In viewing Huff I felt a great uneasiness. As the play exhibits some very dark issues, such as rape, death and alcohol abuse, I questioned whether these issues should be presented to a presumed mainly “non-Native” (Nolan, 2015, p. 29) audience as I was worried about how these images may be the only ones that the audience becomes familiar with; that the Aboriginal university professors, good parents and partners, youth workers, etc. were not visible in the performance. However I believe this play can be viewed as exposing poison. Through Wind’s survivance story poison exposed is at almost every turn of the story. The poor conditions of some First Nations reservations living conditions are mentioned as well as stating that his brothers are the “products” of the reserve school system (Nolan, 2015, p. 29). By accusing the audience of not caring and often acknowledging the white audience for it there is this accusation of non-Aboriginal Canadians at large. When the non-Native Canadians see on the news that a reserve has poor drinking water or that there continues to be many missing and murdered Indigenous women and girls (higher amount than other women) they can be exhibited through this play as doing nothing to help. They are just witnessing parts of the issues while Huff exposes the poisons that his community and family face and where these poisons came from. Non-Aboriginal Canadians are then called to not just view these issues but do something about it as it is a wider Canadian problem, not an “Aboriginal problem.” This is exhibited by an audience member taking the duct tape and bag off of Wind, though as we see later the individual must also work to survive and ultimately Wind decides to live.

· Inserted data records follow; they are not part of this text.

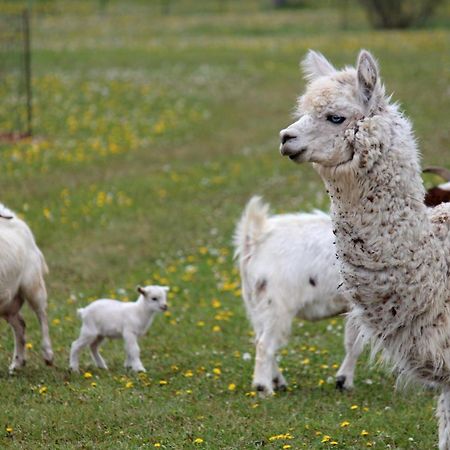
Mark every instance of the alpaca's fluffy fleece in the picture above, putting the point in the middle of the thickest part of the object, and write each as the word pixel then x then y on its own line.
pixel 394 252
pixel 288 268
pixel 22 270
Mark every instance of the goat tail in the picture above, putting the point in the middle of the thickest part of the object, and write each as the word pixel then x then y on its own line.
pixel 251 227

I remember after the show, hoping that Cliff Cardinal (who performs this one-person show) had a great support system of friends and/or family because performing a play like this must take such a toll on a performer; living these events each day over and over would be draining of the spirit, mind and body. Therefore I wish that decolonial love was and is practiced plentifully. Also, in reference to the issue of a mainly non-Aboriginal audience, I hope that the audience walks away with feeling at least some form of responsibility for working on changing these systems that perpetuate these living conditions and issues.
Nolan, Y. (2015). Medicine shows: Indigenous performance culture. Toronto, ON: Playwrights Canada Press.